How to distribute the number of elements in a bucket so that it is Within a Range - Algorithm

Question

I have been solving a problem where in say I have 50 elements n1, n2, n3, ... , n50.

Now I have a limited number of buckets, say 5 buckets and the bucket can hold a range from, say 100 to 150 only (which is nothing but the sum of elements in that bucket), but neither less than 100, nor more than 150.

Which algorithm is most suitable for solving this problem, such that all the 5 buckets are used and all the elements (n1, n2, n3, ...) are also used up.

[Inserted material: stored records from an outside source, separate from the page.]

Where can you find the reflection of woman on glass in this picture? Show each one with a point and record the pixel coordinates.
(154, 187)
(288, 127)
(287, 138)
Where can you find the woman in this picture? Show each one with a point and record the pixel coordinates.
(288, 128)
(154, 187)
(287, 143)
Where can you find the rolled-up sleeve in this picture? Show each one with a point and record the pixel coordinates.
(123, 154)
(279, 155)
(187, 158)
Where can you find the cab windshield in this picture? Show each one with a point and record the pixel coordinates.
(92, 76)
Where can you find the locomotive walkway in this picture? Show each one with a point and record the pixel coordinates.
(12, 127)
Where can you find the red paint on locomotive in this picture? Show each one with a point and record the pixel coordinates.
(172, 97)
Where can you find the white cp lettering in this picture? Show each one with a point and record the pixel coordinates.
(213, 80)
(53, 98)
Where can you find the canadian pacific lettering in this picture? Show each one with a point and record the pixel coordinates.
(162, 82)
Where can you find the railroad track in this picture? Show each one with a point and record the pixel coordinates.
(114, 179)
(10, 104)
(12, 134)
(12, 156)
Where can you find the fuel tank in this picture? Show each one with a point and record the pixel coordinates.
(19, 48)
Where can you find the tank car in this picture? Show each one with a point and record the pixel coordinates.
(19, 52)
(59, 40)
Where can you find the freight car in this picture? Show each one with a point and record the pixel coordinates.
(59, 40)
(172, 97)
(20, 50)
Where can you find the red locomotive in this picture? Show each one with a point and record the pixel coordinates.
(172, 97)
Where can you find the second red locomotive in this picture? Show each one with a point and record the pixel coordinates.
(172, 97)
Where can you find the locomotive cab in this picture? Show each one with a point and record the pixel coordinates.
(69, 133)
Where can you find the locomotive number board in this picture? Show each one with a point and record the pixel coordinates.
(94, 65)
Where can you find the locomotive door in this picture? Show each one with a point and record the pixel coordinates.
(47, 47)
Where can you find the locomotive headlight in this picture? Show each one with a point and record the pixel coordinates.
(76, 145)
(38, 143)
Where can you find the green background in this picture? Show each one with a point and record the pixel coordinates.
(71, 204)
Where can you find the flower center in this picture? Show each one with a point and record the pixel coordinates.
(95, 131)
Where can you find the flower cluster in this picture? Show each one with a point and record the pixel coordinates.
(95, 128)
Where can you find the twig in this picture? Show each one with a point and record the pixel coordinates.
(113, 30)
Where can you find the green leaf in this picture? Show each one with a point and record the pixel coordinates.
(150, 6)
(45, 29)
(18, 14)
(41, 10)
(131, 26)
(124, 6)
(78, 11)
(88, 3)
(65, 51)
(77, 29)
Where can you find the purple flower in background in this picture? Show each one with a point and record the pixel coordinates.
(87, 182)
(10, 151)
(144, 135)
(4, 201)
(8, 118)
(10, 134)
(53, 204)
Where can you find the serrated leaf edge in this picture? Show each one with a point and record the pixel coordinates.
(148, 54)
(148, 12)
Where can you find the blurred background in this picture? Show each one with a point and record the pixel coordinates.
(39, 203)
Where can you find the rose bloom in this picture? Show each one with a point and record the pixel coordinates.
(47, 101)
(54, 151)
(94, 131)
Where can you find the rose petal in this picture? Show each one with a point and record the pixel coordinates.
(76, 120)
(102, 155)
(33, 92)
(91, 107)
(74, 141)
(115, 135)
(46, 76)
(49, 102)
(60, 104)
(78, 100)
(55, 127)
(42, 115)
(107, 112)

If a bucket is not used or if any element is left out, then the algorithm just returns "InvalidConditionsFound".

I tried Knapsack which gives you a combination as close to a gived number, but how to get it within a range and also make sure that it chooses wisely such that all the buckets are getting filled, and not that two bucket gets 150 full and the other bucket is only at, say 50

Answer 1

One approach would be to model this as an integer program. Let's assume there are "m" numbers y_1, y_2, ..., y_m and "n" buckets. Define variables x_ij, with an index "i" for each of the numbers you are trying to assign and an index "j" for each bucket. These are binary variables indicating if each number is assigned to each bucket.

Now you have two sets of logical constraints. First, you need to assign each number to exactly one bucket. You can do this by adding the following constraint for each number "i":

x_i1 + x_i2 + ... + x_in = 1

You also have the range constraints on each bucket "j":

100 <= y_1 x_1j + y_2 x_2j + ... + y_m x_mj <= 150

Really you are just looking for any feasible solutions, so you can just set the objective to 0 and treat this as a feasibility problem.

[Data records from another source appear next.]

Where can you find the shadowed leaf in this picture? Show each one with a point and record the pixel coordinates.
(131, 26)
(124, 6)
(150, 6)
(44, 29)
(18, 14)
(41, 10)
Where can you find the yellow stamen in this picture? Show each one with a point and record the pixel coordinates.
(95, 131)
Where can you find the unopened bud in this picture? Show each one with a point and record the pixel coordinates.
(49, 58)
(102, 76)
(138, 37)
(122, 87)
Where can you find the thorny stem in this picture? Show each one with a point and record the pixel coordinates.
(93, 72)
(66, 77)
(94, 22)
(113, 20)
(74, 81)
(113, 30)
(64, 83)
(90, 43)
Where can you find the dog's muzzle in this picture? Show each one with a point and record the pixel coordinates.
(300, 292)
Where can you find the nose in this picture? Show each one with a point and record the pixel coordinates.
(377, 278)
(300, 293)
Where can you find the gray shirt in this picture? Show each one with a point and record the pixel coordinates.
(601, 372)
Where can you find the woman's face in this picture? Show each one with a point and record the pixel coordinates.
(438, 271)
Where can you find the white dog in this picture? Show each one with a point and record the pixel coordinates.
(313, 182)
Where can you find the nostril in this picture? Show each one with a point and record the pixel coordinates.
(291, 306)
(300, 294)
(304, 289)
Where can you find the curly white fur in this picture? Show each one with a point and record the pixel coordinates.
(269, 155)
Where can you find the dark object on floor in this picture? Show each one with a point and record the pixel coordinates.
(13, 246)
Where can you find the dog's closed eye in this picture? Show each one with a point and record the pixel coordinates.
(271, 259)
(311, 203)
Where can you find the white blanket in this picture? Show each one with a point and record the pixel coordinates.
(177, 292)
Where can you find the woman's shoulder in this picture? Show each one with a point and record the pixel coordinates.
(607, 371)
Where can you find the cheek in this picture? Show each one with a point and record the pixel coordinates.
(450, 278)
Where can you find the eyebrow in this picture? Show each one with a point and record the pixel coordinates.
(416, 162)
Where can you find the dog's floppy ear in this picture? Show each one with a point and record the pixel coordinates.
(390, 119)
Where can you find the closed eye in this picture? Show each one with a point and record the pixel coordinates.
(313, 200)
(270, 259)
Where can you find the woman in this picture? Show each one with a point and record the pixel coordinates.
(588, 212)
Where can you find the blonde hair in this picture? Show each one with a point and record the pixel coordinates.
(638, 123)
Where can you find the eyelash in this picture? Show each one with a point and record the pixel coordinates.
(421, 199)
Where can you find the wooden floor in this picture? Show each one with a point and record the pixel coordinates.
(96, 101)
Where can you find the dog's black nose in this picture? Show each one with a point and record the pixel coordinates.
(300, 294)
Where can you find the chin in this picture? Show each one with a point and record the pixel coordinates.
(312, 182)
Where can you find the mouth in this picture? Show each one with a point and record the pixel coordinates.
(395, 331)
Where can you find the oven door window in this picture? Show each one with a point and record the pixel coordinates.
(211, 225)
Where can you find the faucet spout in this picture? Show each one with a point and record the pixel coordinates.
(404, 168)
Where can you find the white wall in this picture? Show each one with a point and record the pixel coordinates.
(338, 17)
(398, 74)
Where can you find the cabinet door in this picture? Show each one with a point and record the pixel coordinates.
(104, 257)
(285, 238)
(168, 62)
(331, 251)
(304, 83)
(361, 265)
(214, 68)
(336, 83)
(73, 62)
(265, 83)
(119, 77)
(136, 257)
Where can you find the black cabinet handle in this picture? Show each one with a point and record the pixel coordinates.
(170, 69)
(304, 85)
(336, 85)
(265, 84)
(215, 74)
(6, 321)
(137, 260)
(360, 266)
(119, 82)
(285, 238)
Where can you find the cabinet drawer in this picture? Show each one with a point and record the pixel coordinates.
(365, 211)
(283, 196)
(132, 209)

While you are solving an NP-complete problem so this is a theoretically challenging exercise, you may find that modern optimization software can solve the problem for problem sizes of interest to you.

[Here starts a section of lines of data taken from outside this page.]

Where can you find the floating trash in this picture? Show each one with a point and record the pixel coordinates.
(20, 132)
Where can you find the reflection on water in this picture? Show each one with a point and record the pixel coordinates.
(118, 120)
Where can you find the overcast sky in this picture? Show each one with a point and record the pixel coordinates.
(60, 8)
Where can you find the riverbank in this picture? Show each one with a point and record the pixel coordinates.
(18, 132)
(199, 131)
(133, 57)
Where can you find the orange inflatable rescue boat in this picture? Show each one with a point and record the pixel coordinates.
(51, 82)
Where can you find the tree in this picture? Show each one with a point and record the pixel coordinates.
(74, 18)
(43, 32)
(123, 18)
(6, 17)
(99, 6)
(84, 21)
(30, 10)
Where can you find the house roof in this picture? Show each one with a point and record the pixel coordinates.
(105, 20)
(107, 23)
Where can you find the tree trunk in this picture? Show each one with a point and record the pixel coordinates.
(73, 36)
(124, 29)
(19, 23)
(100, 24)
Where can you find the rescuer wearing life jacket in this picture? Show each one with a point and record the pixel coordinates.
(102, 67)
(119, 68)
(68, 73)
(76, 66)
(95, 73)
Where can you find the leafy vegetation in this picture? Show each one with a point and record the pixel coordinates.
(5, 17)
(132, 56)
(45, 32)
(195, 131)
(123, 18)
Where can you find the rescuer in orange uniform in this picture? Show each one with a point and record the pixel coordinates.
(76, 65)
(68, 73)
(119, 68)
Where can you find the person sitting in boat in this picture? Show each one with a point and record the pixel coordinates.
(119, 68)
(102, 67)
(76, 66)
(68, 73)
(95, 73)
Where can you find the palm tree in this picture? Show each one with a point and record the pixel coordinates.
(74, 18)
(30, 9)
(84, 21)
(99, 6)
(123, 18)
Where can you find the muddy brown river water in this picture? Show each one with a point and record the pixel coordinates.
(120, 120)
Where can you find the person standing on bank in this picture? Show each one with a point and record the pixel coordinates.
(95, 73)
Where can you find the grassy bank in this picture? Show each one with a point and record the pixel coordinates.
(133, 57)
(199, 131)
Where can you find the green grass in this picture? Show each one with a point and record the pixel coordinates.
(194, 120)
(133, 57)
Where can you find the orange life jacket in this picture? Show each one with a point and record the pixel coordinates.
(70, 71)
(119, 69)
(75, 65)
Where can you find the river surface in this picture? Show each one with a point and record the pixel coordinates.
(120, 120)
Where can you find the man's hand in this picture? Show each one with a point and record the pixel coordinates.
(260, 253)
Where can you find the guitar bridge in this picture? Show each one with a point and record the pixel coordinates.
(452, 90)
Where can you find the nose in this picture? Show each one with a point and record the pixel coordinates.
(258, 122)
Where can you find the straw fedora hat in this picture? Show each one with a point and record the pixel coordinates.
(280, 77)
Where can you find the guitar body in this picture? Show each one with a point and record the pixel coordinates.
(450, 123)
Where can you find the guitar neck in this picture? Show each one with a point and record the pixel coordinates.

To give a sense of the scalability, consider the following implementation using the lpSolve package in R; it returns the assignments from numbers to buckets when a valid assignment exists and otherwise returns a vector of NA values:

library(lpSolve)
range.assign <- function(weights, n, min.sum, max.sum) {
  m <- length(weights)
  one.mat <- t(sapply(1:m, function(i) c(replicate(n, 1*((1:m) == i)))))
  w.mat <- t(sapply(1:n, function(j) c(rep(0, m*(j-1)), weights, rep(0, m*(n-j)))))
  mod <- lp(objective.in = rep(0, n*m),
            const.mat = rbind(one.mat, w.mat, w.mat),
            const.dir = rep(c("=", ">=", "<="), c(m, n, n)),
            const.rhs = rep(c(1, min.sum, max.sum), c(m, n, n)),
            all.bin=TRUE)
  if (mod$status == 0) {
    apply(matrix(mod$solution, nrow=m), 1, function(x) which(x >= 0.999))
  } else {
    rep(NA, m)
  }
}
range.assign(1:5, 2, 5, 10)
# [1] 1 1 1 1 2
range.assign(1:5, 2, 5, 6)
# [1] NA NA NA NA NA

I tested this with m weights randomly sampled from [1, 2, ..., 10], acceptable range for a bucket [100, 150], and total number of buckets n = ceiling(5.5*m / 125). I saw the following runtime scaling:

• m = 100, n = 5: 0.1 seconds
• m = 200, n = 9: 0.6 seconds
• m = 300, n = 14: 2.2 seconds
• m = 400, n = 18: 16.9 seconds

It seems like the problem can be solved exactly using free solvers for problems with a dozen buckets and a few hundred weights (and this weight vector structure). Of course your complexity result suggests it won't be efficiently solvable for huge problems, but you may be able to solve instances with sizes that interest you. Further optimizations may be possible by:

1. Using commercial solvers such as Gurobi or cplex (both are non-free in general but free for academic use).
2. Inputting the constraint matrix in a sparse format.

Answer 2

Sounds like a k-partitioning problem which is more commonly known as the bin-packing problem. Since this problem is NP-Complete there will not be an 'efficient' solution. However if you'd look around on the internet I'm sure you can find tons of code examples so you and your (*cough*) "collegues" can solve this problem.